At issue are politically sensitive cuts -- including how to shrink salaries, retirement benefits, the nuclear arsenal, warships, airplanes and the overall size of the Armed Forces. The budget will go from $530 billion to about $ 472 billion next year -- that is roughly the size of the defense budget in 2007.

Right now, the U.S. Army employs 570,000 soldiers. The plan would reduce its end strength by at least 10 percent. Many think it could go as low as 480,000 U.S. soldiers, roughly where it was on the eve of Sept. 11, 2001. The Marines are slated to cut about 25,000 from active duty.

About a third of the current defense budget goes for salaries, health care and retirement benefits.

"In the last 10 years, pay and personnel costs have doubled," according to Arnold Punaro, a former Marine major general who served as director of the Senate Armed Services Committee for 13 years and sits on Panetta's Defense Business Board. "They've gone up 50 percent for relatively the same size force."

Punaro, the former executive vice president at Science Applications International Corporation (SAIC), estimates the Pentagon supports 2.3 million retirees. The U.S., he says, spends $100 billion a year on their pay. There are 1.4 million men and women serving on active duty.

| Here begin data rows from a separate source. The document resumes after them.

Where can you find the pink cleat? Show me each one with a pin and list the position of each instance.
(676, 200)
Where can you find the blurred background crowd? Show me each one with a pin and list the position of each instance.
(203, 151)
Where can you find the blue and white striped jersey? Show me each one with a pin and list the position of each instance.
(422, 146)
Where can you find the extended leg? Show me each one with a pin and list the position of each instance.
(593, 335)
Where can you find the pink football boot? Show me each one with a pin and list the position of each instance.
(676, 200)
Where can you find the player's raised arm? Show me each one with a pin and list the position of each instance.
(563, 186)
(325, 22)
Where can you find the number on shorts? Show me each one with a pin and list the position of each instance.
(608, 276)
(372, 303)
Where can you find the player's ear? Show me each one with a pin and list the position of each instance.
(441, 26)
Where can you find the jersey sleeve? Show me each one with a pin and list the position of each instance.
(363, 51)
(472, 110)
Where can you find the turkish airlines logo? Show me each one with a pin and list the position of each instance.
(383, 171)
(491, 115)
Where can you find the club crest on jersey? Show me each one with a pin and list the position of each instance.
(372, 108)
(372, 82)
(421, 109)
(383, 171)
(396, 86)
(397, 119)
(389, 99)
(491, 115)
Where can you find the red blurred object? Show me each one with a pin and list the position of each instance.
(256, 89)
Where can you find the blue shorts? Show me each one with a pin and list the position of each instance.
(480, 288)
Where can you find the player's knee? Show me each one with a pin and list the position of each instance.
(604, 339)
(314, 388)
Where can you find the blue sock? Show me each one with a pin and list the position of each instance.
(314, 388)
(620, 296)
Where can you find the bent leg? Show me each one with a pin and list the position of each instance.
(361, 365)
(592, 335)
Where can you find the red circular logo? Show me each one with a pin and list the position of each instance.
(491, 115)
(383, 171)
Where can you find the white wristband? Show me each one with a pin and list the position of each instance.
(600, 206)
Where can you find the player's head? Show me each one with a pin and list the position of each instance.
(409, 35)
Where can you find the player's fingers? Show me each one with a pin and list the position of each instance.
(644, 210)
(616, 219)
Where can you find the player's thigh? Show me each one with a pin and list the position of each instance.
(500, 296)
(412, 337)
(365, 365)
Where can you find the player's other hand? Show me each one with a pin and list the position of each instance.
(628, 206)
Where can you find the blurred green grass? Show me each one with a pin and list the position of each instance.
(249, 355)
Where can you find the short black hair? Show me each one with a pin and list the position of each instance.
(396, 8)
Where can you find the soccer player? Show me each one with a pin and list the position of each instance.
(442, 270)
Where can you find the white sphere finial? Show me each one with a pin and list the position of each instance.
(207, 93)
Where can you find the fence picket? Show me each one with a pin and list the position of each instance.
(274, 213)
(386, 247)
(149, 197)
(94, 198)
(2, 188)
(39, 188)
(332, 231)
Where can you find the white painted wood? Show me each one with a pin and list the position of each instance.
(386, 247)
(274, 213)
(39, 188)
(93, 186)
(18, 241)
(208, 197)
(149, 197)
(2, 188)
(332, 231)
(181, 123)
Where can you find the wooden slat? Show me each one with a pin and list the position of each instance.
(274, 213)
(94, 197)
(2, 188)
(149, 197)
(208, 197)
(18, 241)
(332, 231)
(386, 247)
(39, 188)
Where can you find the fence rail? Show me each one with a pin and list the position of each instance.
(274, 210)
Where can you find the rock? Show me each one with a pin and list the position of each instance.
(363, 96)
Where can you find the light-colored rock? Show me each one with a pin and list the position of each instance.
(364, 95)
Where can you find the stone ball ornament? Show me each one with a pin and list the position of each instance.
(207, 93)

"If an ever-increasing percentage of the defense budget goes to those people that are no longer serving, we're now paying people for 70 years that only serve 20 years," Punaro said. If that continues, "we will have a hollow military. There's no doubt about it."

According to some estimates, health care makes up $53 billion a year. A decade ago, it was $19 billion, according to William Winkenwerder, who served as assistant secretary of defense for health affairs under Defense Secretary Donald Rumsfeld.

Military families are paying "about $500 a year for their health care benefits, while most people in the private sector pay more than that amount in a month," Winkenwerder said.

Industry experts agree that in order for the system to be sustainable, rates for military health care must go up.